Vamos por partes. Muchos hablan de las enseñanzas de Scherer, el
grandísimo legado que dejó en la vida periodística del país, sus libros, sus
análisis y demás. Pero en mi caso el impacto llegó a un nivel personal, aunque
claro nunca tuve la oportunidad de conocer al maestro. Su muerte acabó de
atizar el sentimiento que me invadió hace ya poco más de un mes con la noticia
del fallecimiento de Vicente Leñero.
Estas dos muertes, de estos dos personajazos me hizo recordar cómo
ellos, de una manera metafórica, ayudaron a sacarme de un lugar oscuro hace
algunos años. Quienes me conocen y con quienes compartí ese episodio saben que
2007 fue un año difícil, la censura de la Catarina, ese pequeño periódico
universitario que fue parte fundamental de la vida de esos
jóvenes estudiantes de periodismo que fuimos en algún momento; el que nos
arrancaran ese proyecto fue un shock que nos tomó mucho pero mucho tiempo salir
adelante.
Meses después de ese episodio, iniciando mi último año de universitaria,
recuerdo estar en la biblioteca del campus acompañada por una amiga, a falta de
la oficina del periódico ese se volvió uno de mis refugios preferidos. No
recuerdo si fue por recomendación de ella o por motivación personal tomé el
libro de Los Periodistas de Vicente Leñero; aún recuerdo el empastado rojo y el
olor a texto viejo que fueron parte del condimento de mi amor por ese volumen.
El libro, narrado desde la pluma de Leñero, describía el golpe a
Excélsior, la crisis al interior del periódico y la lucha que emprendieron
quienes salieron en julio de 1976 del diario para la creación del semanario
Proceso; todo se sentía tan cercano, tan propio, más allá de las palabras
idealistas con las que uno se llena la cabeza a esa edad de que el periodismo
siempre será libre, y más bien parecía un llamado para aterrizarnos y decir
“eso que pasó, seguirá pasando, así que aguanten vara”.

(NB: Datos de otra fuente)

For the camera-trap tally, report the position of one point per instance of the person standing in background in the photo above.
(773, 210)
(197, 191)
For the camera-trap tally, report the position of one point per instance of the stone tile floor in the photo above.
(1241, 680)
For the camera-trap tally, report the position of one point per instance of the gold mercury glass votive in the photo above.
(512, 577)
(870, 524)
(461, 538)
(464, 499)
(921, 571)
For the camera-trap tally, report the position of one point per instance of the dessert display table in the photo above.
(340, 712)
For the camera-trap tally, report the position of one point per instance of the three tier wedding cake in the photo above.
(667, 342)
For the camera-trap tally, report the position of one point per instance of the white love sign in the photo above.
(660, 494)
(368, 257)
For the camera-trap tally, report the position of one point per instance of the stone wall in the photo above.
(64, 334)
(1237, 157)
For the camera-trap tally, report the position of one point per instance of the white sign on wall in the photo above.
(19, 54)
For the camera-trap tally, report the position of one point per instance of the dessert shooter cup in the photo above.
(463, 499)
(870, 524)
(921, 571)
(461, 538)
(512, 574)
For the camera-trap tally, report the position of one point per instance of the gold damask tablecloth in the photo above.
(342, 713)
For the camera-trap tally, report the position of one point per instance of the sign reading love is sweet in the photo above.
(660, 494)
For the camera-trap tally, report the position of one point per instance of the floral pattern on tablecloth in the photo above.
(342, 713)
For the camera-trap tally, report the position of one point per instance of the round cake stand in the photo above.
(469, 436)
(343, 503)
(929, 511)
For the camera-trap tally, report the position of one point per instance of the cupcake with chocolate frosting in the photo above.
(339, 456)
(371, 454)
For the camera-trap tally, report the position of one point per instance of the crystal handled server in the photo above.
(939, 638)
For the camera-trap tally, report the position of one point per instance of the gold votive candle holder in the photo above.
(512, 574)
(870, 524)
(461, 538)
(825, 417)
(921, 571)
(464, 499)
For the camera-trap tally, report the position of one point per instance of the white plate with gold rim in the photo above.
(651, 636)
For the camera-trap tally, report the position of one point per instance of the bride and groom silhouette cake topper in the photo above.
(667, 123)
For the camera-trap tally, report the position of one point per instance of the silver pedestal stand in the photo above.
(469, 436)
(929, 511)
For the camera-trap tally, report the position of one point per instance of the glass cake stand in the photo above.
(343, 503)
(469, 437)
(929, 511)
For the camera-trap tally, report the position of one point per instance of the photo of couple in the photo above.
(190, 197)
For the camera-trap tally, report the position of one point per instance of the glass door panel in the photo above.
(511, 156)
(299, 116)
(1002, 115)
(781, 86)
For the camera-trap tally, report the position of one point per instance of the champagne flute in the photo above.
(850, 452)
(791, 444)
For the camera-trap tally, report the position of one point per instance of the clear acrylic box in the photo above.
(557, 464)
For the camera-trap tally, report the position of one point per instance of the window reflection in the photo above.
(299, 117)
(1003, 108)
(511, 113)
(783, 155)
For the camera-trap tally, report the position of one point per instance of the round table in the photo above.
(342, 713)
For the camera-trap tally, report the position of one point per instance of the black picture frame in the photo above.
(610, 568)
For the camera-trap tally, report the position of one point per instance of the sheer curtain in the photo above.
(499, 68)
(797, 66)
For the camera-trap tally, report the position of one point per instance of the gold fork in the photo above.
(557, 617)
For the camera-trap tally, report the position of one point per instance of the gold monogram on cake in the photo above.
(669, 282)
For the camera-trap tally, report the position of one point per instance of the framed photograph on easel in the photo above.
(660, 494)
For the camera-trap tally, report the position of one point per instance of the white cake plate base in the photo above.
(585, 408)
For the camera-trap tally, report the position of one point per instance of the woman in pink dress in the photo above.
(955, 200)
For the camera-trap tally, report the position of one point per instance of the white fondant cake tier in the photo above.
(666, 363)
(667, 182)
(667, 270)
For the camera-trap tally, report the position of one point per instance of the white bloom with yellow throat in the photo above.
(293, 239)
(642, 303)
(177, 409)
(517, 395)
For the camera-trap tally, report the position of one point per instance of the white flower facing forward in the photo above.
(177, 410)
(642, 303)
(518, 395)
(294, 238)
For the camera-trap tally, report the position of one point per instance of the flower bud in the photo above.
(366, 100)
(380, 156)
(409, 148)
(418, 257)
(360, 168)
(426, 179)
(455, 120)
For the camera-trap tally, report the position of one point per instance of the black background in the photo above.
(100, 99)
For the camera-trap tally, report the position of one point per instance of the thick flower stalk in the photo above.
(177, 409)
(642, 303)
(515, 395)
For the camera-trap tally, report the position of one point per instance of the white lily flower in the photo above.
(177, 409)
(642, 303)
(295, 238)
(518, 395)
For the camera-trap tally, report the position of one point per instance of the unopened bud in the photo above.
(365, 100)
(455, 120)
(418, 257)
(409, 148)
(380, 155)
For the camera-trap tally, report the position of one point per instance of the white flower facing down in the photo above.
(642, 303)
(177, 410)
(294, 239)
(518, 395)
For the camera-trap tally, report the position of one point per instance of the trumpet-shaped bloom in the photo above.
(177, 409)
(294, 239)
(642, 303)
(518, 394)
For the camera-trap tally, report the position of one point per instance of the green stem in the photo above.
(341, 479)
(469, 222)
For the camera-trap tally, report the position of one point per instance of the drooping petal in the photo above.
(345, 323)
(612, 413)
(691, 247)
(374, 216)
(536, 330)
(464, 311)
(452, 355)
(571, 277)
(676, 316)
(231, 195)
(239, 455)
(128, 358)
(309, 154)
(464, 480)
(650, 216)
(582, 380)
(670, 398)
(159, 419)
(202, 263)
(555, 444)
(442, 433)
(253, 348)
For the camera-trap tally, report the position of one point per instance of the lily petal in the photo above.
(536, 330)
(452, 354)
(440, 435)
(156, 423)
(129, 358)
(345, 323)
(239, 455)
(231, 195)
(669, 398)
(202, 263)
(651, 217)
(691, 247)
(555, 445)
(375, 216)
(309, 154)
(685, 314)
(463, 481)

Ese libro fue un respiro, fue un apoyo indirecto, y fue lo que me dio
bríos para apurarme, hacer mi tesis y graduarme –tesis que, por cierto, fue
completamente inspirada en el libro, y fue un análisis comparativo de los casos
de censura que llevaron a la creación de Proceso y emeequis-.
Pasaron los años, y la imagen de los expulsados de Excélsior se quedó
grabada en mi cabeza, como una estampita se santos a los que recurría en mis
momentos de frustración profesional.
Por eso, a principios de diciembre, cuando me enteré que el autor de mi
evangelio favorito había muerto, sentí un pequeño tirón en la panza, pero seguí
adelante. Ahora, esta semana se fue el segundo, el autor intelectual, el líder
de ese grupo que fue mi apoyo, y me entró el sentimiento, pero no la
desesperanza. La imagen seguirá ahí, y la estampita se mantendrá en mis
neuronas, ahora con mayor arraigo, pues es lo único que queda de aquellos que
se van. Sólo el recuerdo y las enseñanzas que nos dejaron.